You will soon see a lot of yellow in Milwaukee County Parks. Dandelions sure, but also a whole bunch of construction equipment. Dump trucks and graders are just some of the gear workers will use to make much-needed repairs. The county plans to spend $14.6 million this year improving its parks, chipping away at a list of deferred maintenance needs totaling $300 million.
As soon as the weather warms, workers will dig into more than two dozen parks projects. At Johnsons Park near 18th and Brown in Milwaukee, Parks operations chief Guy Smith says an outdated shelter won’t be around much longer.
"We’re looking for the removal and demolition of this existing building within June and we are looking to have our new building up and ready to go in August," Smith says.
The $380,000 facility will provide picnickers with cover in case of bad weather, and feature updated restrooms. The new building will complement spiffy new playground equipment that crews installed earlier.
Venice Williams of the Friends of Johnsons Park says she hopes the improvements will encourage families –especially kids, to “unplug” their electrical devices and visit the park.
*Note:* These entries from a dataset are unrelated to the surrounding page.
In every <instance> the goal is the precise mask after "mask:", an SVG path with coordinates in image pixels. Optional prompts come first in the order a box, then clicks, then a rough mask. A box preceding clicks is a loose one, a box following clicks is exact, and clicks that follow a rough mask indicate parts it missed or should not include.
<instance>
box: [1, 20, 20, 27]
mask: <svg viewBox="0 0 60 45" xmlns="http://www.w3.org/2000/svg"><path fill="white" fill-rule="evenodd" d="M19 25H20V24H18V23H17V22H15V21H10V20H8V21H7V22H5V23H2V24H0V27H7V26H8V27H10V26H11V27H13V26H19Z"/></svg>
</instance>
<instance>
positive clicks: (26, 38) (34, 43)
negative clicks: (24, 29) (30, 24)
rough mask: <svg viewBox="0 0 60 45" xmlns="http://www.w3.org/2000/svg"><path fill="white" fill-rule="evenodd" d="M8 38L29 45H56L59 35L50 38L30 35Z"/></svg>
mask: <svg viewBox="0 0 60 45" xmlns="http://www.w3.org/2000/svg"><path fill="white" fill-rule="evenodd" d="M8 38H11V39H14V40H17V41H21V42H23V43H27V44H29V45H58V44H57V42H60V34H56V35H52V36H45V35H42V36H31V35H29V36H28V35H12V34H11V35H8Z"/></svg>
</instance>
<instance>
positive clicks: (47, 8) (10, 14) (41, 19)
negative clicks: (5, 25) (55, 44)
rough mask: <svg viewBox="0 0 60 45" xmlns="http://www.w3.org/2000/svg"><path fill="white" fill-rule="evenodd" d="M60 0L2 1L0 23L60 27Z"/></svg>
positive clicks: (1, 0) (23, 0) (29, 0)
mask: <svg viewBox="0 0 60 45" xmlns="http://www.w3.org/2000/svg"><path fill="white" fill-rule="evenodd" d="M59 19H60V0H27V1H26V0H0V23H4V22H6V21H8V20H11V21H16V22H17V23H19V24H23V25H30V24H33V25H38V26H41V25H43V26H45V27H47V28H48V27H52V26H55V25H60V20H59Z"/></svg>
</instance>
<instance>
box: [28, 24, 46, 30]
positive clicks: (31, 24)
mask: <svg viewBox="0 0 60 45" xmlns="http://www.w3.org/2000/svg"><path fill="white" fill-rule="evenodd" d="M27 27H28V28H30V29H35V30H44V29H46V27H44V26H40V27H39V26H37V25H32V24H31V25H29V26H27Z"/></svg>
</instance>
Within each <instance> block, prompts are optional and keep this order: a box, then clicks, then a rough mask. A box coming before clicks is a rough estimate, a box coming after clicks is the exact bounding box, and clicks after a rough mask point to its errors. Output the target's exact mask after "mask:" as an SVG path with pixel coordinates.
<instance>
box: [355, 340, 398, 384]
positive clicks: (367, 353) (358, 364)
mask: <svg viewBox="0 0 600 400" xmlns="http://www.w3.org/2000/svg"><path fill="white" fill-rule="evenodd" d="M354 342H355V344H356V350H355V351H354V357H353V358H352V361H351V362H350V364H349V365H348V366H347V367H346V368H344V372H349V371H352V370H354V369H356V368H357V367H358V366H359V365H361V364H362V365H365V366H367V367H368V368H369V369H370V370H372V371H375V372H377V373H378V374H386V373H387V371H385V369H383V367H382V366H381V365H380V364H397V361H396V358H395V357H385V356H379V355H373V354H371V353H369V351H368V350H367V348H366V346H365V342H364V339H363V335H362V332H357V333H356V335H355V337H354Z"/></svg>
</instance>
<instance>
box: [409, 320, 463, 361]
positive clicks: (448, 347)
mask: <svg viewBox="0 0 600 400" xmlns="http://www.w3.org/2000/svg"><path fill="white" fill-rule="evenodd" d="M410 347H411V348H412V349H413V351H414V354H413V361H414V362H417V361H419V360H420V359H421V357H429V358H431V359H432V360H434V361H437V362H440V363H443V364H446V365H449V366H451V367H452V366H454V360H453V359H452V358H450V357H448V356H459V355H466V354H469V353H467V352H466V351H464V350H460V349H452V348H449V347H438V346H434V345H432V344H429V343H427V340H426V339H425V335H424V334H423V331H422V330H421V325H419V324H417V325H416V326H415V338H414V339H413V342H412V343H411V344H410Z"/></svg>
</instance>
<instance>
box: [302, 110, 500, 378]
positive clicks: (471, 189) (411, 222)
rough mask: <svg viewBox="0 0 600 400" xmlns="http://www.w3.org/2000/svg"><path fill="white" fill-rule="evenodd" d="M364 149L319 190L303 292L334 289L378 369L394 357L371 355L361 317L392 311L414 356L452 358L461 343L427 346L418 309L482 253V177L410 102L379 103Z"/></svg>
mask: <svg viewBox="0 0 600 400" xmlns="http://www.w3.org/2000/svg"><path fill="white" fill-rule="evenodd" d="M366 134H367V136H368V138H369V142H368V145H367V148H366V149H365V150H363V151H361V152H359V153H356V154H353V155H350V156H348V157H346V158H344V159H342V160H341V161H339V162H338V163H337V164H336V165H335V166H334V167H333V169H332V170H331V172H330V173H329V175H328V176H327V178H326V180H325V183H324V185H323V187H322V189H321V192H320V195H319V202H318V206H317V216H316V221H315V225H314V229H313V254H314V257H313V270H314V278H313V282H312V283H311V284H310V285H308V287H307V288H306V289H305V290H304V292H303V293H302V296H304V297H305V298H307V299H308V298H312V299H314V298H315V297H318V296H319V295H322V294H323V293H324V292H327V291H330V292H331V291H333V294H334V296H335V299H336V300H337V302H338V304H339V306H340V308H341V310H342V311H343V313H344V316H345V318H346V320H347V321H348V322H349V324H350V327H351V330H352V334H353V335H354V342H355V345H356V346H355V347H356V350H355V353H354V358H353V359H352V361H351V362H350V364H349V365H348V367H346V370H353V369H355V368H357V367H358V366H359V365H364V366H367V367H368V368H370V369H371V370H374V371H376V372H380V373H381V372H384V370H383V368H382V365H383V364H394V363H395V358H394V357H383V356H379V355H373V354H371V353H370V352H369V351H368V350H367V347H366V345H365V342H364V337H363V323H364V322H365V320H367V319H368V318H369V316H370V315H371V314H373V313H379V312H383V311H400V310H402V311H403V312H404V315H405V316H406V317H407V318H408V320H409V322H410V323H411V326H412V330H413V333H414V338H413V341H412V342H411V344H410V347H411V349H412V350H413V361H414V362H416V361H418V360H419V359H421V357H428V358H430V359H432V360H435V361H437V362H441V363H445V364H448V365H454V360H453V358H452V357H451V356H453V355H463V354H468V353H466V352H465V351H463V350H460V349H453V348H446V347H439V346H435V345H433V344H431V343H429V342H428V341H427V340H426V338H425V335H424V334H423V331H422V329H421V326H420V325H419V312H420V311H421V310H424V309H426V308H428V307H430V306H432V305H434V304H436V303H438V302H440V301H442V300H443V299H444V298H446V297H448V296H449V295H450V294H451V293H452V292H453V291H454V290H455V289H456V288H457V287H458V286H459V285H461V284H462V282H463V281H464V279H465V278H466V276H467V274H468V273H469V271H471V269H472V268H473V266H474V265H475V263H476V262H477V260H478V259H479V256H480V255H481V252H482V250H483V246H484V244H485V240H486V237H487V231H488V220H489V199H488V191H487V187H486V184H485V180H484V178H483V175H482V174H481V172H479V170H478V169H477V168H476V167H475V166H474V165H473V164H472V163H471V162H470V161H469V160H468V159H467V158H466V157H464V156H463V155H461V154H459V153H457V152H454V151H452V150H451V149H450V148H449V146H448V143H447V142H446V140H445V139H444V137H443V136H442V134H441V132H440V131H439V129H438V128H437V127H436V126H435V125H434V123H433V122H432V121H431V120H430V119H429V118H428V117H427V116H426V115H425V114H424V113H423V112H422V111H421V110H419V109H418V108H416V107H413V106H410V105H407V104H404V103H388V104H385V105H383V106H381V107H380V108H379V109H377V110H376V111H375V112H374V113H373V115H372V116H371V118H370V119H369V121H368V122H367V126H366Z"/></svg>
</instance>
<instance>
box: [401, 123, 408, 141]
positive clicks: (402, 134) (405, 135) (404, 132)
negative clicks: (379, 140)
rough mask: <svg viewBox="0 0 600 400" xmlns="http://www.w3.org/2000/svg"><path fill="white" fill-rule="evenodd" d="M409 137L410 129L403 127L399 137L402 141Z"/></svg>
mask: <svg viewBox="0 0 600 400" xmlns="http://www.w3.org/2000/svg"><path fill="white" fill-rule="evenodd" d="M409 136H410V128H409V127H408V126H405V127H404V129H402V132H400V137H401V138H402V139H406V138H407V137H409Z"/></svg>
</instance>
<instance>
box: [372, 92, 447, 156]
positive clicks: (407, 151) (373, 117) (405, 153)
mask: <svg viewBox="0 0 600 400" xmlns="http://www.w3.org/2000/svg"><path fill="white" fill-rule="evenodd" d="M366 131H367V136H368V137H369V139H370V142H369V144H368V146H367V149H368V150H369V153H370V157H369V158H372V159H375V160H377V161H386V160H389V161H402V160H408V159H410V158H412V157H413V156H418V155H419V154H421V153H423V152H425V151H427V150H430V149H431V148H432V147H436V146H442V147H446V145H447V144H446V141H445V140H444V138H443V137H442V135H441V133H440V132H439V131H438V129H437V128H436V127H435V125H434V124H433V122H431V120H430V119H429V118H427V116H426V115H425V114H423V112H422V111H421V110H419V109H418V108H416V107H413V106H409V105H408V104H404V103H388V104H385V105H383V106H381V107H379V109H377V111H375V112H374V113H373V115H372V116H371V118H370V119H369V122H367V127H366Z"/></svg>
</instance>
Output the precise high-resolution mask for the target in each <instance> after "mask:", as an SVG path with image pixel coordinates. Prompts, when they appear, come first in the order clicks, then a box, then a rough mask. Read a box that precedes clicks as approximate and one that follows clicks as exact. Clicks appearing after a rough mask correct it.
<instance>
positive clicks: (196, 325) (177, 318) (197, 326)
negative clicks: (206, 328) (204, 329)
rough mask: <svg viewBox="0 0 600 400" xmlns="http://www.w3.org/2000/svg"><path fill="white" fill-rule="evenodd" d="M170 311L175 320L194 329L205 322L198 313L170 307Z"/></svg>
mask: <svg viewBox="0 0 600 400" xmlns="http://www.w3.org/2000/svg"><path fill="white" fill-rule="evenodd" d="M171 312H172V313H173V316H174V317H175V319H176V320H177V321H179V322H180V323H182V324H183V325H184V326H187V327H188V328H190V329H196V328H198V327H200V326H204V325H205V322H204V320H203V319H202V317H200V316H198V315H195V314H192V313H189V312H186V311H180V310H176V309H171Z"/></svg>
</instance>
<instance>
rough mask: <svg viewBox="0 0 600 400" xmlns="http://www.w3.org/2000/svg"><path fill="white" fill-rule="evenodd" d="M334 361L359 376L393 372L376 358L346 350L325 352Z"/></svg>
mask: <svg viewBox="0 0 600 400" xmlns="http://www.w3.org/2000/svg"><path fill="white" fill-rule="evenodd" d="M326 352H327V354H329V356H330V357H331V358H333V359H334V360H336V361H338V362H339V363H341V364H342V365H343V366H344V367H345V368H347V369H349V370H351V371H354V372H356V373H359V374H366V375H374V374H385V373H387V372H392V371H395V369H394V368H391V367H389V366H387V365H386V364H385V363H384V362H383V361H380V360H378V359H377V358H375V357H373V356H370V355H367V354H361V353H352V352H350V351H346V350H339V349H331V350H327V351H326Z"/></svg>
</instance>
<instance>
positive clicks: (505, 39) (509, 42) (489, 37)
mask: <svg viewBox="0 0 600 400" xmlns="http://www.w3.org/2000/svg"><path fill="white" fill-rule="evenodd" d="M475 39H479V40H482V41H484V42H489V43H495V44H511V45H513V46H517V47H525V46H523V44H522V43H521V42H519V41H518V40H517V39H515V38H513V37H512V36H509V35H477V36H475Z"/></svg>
"Back in the day, this is where you went. You came to a park to swing, to play on the monkey bars and to slide. Parks invite residents to come out of isolation, to come past your front door, or your stoop or your porch and to come to the park and gather again and to play," Williams says.
She says her group will host summertime programs at the park including baseball and kite flying. Another central city park targeted for improvement this year, is Moody Park on West Burleigh. Moody will gain a splash pad and play area, in place of a dilapidated indoor pool.
Milwaukee County Executive Chris Abele says he is keenly aware the parks system faces upwards of $300 million dollars in deferred maintenance. Yet he’s excited about this year’s outlay of $14.6 million because it’s most the county has spent on such projects since 2002.
"This capital investment is in the budget. I mean, this isn’t talk. People are going to see this. I can’t tell you how pumped I am for people to see the very visible impact that this is going to make in a way they haven’t seen in a long time," Abele says.
Abele pledges to allocate more money in future budgets until the parks department can catch up with the repairs put off for so long.
The park system’s “fix it” list also includes roadway improvements. That's exciting news for Jim Guolee, president of the Park People, an advocacy group. The KK River Parkway is one of the projects planned for this summer. Crews will replace crumbling asphalt.
Guolee says the improvements will add luster to a park system staggering because of relentless budget cuts and staff reductions.
"In a lot of cases people will walk into a park and they’ll find litter and graffiti and vandalism, that just degrades their value of the park because it’s depressing. If people come into a park and they see a shiny new building and new paint and looking like it should, I think that they would ultimately have greater appreciation for our parks," Guolee says.
While plenty of people are pleased about the planned improvements, Supervisor Gerry Broderick doubts the parks system will ever catch up with needs, as long as it depends on property taxes. Broderick serves on the County Board’s parks committee. He says without a dedicated revenue source to pay for everyday operations and maintenance, conditions in the parks will continue to deteriorate.
"You know we now have one-third of the employees that we had 20 years ago to tend the same 15,000 acres of parkland and I think that in itself speaks to the challenges," Broderick says.
In 2008, Milwaukee County voters supported a referendum calling for a local sales tax hike to fund several services, including parks. State leaders failed to craft the necessary legislation.